August 3rd, 2010
Vitamin B Trial Finds No Clinically Significant Benefit
Larry Husten, PHD
The VITATOPS (The VITAmins TO Prevent Stroke) Trial randomized 8164 patients with recent stroke or TIA to either placebo or B vitamins. After a median followup of 3.4 years, the primary endpoint — the combined incidence of stroke, MI, or vascular death — occurred in 616 patients in the B vitamin group and 678 in the placebo group, for an absolute risk reduction of 1.56%. The modest 9% reduction in relative risk, with a 95% confidence interval ranging from 0% to 18%, led the authors to write in their report in Lancet Neurology that “our findings do not definitively confirm that supplementation with B vitamins has a clinically significant beneficial effect on major vascular events.”

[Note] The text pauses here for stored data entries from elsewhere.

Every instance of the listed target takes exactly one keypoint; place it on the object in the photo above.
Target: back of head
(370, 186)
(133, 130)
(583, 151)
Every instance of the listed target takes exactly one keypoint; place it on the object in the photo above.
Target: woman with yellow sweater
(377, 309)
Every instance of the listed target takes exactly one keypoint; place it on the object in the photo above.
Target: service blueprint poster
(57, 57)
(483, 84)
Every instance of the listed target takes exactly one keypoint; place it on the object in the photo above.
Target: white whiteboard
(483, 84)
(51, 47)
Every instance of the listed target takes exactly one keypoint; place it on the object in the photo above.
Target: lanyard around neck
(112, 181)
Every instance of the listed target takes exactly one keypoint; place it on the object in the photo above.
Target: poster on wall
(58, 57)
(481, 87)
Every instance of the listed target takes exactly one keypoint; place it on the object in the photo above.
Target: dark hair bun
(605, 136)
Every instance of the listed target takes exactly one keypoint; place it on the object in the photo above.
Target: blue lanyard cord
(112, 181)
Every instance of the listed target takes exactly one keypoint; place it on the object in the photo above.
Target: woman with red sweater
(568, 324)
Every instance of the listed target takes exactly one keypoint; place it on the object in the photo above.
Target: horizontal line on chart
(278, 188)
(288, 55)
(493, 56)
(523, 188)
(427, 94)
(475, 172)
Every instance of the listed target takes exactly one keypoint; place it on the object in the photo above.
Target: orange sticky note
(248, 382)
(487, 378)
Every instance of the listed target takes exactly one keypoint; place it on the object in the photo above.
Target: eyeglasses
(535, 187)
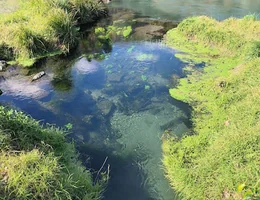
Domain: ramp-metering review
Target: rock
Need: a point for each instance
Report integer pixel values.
(149, 31)
(88, 119)
(106, 107)
(38, 76)
(3, 65)
(2, 79)
(106, 1)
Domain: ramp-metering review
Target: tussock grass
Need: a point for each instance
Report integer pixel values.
(39, 28)
(37, 163)
(221, 160)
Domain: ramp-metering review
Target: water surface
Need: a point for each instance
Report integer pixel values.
(116, 94)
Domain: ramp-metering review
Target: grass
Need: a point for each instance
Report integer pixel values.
(39, 28)
(36, 162)
(221, 159)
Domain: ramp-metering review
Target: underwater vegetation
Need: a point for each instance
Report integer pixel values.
(221, 159)
(40, 28)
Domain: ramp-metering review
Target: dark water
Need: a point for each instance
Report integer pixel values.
(115, 94)
(179, 9)
(119, 106)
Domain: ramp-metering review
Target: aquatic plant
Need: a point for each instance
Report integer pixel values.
(147, 87)
(41, 28)
(144, 57)
(144, 78)
(38, 163)
(222, 154)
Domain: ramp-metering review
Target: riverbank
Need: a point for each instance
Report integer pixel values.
(220, 159)
(38, 163)
(38, 28)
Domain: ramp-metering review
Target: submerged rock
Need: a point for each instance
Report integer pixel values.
(149, 31)
(83, 66)
(3, 65)
(115, 77)
(106, 107)
(88, 119)
(2, 79)
(38, 76)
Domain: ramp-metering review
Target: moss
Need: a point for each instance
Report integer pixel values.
(38, 28)
(36, 162)
(222, 154)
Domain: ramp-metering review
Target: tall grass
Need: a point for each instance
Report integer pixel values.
(221, 160)
(37, 163)
(42, 27)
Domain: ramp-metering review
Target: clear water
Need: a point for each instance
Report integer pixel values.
(119, 107)
(179, 9)
(118, 101)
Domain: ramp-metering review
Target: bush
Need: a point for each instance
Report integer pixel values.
(40, 28)
(221, 159)
(36, 162)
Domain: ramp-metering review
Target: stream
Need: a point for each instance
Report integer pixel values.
(115, 94)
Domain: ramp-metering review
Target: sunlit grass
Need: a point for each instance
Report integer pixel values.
(40, 27)
(36, 162)
(221, 160)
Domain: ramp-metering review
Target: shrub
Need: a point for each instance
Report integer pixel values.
(36, 162)
(221, 159)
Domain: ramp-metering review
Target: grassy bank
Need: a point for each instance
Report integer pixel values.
(37, 163)
(40, 28)
(221, 159)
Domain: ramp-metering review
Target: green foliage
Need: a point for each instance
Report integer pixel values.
(221, 160)
(39, 28)
(37, 163)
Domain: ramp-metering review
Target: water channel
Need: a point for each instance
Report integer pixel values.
(115, 94)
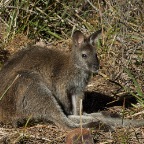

In an accompanying “Reflection and Reaction,” Peter Sandercock writes that the results are not “sufficiently robust” enough to support usage of vitamin B supplements, however, one cannot rule out the possibility that “B vitamins could still be potentially worthwhile.” He notes, however, that it may be difficult if not impossible “in the present regulatory environment” to successfully mount a clinical trial for this sort of non-commercial intervention.
In general B vitamins do not appear to prevent vascular events, else thedietary sources of vitamins should heve been sufficient to prevent CV events. It may be so that aparticular vitamin of B series in a particular dose may do that.